Rumors of the Colorado Avalanche’s demise were somewhat exaggerated.
You knew, whether you’d admit it aloud after the previous eight periods of play, that the club wasn’t going to roll over and let the series slip away into the history books as a bit of a collapse.
Yet another second-round bow out. Dim the lights. Drop the curtain.
After vanishing in Vegas for Game 4, the Avs had plans.
Head coach Jared Bednar wanted to find space down low in the offensive zone and to shore up some line mismatches that have hurt the squad. Forward Tyson Jost said the squad was looking for confidence with the puck and a chance to create some snowballing momentum by stringing together positive-impact shifts.

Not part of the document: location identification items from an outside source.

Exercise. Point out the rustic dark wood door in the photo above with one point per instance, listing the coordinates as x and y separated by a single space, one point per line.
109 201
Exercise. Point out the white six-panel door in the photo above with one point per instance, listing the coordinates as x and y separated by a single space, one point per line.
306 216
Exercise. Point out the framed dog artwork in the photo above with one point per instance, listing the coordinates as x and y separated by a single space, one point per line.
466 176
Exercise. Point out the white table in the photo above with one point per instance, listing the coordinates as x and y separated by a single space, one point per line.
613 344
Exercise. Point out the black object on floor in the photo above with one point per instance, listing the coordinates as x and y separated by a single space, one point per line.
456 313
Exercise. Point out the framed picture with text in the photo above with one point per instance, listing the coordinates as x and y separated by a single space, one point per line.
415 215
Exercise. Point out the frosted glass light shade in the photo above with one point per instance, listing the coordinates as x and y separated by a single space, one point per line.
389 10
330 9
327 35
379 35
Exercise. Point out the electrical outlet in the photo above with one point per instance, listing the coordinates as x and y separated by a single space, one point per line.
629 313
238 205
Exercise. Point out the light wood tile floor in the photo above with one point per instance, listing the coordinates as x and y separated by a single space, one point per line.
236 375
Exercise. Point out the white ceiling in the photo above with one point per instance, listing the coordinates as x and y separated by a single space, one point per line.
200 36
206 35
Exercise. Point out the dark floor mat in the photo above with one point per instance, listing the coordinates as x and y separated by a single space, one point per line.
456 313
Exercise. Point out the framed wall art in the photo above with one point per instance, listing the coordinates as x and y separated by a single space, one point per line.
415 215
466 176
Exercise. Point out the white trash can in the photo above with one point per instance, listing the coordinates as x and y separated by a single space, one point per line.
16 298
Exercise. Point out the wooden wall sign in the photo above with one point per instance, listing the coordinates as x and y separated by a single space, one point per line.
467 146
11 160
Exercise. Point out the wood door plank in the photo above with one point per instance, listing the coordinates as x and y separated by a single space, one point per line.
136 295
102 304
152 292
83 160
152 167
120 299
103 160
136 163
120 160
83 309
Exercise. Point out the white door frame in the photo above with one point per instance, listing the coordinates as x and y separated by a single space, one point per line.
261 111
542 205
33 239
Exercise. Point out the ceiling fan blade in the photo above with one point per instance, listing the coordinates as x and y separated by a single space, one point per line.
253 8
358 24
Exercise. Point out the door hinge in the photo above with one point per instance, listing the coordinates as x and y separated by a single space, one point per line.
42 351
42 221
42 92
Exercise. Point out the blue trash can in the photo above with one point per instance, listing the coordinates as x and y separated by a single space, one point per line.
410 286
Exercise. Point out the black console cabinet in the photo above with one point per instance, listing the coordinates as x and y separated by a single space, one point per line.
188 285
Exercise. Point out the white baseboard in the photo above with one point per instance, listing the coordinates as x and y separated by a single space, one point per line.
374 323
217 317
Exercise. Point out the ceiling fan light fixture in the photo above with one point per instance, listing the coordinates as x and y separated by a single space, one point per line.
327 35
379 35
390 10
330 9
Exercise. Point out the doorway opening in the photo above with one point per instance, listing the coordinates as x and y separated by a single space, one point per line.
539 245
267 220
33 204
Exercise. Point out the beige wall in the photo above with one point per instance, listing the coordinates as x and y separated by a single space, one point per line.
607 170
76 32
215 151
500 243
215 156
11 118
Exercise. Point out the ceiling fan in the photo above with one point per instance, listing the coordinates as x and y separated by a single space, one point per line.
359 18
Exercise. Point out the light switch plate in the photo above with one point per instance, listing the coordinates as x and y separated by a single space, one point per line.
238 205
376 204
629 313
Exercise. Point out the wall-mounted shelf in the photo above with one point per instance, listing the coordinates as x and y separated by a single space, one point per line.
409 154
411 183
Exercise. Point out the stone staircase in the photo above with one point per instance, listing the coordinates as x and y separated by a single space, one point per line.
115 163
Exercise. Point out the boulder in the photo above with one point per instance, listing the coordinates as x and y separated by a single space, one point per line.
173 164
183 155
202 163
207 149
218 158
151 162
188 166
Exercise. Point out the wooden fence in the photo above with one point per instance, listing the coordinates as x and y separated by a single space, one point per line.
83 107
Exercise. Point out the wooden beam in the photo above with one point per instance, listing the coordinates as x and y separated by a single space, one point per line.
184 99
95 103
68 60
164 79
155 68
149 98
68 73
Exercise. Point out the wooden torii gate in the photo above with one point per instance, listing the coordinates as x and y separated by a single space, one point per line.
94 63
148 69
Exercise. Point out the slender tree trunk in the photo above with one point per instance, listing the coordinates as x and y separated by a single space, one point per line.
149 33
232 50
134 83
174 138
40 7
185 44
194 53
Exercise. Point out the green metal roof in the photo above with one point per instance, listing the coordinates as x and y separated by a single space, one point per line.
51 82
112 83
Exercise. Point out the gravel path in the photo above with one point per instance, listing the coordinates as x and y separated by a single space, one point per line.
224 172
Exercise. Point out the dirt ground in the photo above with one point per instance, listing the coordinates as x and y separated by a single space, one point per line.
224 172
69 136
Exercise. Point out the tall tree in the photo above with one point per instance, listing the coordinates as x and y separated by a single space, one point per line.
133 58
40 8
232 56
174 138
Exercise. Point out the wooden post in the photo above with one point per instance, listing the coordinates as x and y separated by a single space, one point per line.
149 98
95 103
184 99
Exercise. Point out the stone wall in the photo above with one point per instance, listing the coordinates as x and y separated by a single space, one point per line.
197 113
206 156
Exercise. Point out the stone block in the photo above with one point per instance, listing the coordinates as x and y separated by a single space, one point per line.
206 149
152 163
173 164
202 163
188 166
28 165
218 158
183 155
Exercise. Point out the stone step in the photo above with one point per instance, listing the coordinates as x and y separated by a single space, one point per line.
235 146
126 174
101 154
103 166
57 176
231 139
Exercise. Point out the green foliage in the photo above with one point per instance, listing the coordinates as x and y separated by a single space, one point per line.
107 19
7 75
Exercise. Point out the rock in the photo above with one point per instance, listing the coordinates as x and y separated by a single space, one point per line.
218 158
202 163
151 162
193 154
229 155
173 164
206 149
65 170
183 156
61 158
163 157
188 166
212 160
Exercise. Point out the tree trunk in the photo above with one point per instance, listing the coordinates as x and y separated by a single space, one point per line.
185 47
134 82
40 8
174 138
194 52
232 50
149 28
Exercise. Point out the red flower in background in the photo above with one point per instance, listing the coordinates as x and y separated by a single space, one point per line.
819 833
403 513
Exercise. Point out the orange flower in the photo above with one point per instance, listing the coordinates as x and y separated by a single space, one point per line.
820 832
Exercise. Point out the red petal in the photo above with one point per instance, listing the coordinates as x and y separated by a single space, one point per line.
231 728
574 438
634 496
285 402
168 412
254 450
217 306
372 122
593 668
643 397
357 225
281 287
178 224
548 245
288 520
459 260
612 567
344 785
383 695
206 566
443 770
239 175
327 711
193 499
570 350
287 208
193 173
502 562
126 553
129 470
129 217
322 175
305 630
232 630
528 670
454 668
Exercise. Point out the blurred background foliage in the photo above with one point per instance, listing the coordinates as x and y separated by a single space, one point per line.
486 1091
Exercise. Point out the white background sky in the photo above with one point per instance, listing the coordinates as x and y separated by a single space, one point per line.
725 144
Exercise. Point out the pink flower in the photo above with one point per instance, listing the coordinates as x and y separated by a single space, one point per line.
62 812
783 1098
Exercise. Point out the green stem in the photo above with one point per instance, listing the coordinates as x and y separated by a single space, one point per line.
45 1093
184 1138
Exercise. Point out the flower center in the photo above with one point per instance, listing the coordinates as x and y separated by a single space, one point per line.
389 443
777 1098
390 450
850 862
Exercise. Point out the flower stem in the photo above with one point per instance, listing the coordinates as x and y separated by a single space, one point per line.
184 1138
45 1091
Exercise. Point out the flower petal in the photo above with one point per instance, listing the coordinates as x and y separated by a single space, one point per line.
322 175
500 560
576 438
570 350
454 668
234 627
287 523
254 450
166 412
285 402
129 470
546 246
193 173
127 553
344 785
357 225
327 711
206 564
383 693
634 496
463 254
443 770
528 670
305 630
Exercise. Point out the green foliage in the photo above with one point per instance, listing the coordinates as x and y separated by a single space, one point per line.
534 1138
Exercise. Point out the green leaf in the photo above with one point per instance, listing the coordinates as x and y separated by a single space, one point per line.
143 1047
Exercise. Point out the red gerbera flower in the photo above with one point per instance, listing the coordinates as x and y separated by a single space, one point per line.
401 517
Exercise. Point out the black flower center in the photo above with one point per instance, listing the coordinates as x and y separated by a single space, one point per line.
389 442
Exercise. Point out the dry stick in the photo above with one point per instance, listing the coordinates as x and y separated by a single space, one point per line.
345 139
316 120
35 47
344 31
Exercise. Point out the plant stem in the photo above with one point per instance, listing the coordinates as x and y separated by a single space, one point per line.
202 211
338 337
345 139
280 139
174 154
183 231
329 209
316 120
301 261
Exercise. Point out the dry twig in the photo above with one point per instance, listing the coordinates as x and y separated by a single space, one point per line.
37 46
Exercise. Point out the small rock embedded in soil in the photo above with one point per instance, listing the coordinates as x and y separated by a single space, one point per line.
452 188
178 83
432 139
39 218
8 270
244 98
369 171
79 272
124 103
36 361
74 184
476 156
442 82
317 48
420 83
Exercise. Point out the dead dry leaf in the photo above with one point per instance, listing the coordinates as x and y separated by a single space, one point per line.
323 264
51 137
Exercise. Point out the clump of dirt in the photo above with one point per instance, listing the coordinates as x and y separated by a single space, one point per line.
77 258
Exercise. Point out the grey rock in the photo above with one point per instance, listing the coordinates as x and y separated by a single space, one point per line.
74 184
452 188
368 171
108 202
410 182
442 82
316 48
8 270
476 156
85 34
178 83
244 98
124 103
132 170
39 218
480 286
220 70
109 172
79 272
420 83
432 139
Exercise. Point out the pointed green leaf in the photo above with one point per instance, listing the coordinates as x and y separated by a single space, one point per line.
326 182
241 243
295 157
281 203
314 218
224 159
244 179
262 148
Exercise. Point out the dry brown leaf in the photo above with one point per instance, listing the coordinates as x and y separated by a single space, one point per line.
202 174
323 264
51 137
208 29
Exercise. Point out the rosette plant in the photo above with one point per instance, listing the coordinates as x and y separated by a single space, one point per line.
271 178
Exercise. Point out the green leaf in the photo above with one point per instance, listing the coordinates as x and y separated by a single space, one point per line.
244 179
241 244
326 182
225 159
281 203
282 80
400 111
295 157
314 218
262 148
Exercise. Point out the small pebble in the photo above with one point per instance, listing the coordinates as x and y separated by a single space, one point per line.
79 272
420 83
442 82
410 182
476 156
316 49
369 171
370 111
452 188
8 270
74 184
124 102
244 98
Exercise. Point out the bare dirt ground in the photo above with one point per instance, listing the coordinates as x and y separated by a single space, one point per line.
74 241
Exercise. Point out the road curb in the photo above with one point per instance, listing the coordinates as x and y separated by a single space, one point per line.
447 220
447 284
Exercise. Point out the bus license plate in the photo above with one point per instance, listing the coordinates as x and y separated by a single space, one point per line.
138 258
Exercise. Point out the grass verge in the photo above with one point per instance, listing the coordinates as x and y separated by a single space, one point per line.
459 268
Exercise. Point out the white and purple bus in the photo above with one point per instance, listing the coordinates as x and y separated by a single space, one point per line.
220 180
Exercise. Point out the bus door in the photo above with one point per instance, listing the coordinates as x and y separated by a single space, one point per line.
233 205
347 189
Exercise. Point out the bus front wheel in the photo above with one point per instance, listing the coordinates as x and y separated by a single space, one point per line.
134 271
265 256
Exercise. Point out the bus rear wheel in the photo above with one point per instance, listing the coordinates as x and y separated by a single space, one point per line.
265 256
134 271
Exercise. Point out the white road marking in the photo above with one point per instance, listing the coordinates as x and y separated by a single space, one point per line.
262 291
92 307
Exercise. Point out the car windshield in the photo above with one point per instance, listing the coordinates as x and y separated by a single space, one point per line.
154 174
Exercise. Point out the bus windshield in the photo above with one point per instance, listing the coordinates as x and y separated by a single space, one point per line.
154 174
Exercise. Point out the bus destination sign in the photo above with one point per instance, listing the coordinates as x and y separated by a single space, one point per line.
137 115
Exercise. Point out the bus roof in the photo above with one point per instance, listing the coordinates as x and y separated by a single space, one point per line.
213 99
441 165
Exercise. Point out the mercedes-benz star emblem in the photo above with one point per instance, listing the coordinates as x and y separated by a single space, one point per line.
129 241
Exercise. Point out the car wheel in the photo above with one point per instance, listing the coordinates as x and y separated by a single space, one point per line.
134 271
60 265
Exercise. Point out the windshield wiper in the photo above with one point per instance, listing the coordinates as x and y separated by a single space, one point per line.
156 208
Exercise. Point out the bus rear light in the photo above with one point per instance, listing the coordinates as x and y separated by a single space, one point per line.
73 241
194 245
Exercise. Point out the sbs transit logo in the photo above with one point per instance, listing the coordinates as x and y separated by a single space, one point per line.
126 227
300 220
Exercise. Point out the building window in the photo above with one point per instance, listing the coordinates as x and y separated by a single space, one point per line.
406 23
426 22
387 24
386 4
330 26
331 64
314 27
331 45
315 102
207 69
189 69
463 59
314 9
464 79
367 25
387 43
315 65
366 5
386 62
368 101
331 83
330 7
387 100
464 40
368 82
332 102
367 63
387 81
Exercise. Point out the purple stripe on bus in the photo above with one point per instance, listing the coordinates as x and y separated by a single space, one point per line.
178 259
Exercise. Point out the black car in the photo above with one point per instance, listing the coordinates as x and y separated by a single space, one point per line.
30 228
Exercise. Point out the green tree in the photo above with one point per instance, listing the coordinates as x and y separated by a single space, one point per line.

Defenseman Conor Timmins was determined to transition out of the home zone faster and support the offense by jumping in on the rush.
Colorado got all of those things and even the early lead on a here-you-goal gift from Golden Knights golden glove Marc-Andre Fleury.
But on a night when everything was pointing toward an Avalanche victory, Vegas found a way. Turnovers in the third period turned into markers for the enemy and then it came down to the next-goal-wins moments of overtime.
Brain farts of the worst kind plagued both teams, but they hurt the Avalanche more.
The end result was a heartbreaker for the team, and for fans. And you have a right to be upset. You can’t blame the loss on the refs or the ice or the full house at T-Mobile Arena and less than full barn in Denver. So you’re going to have to point your fury at two goals on bad plays from the home team. Or really you should blame Vegas for capitalizing more than the Avs.
It took some excellent shooting to beat Philipp Grubauer, but now the series has tilted away from the force of nature from the Rocky Mountains.
This is life in a heavyweight postseason series. This back and forth slugfest from the juggernauts of the Western Conference is more or less playing out as it should. It was, and still can be, anyone’s series.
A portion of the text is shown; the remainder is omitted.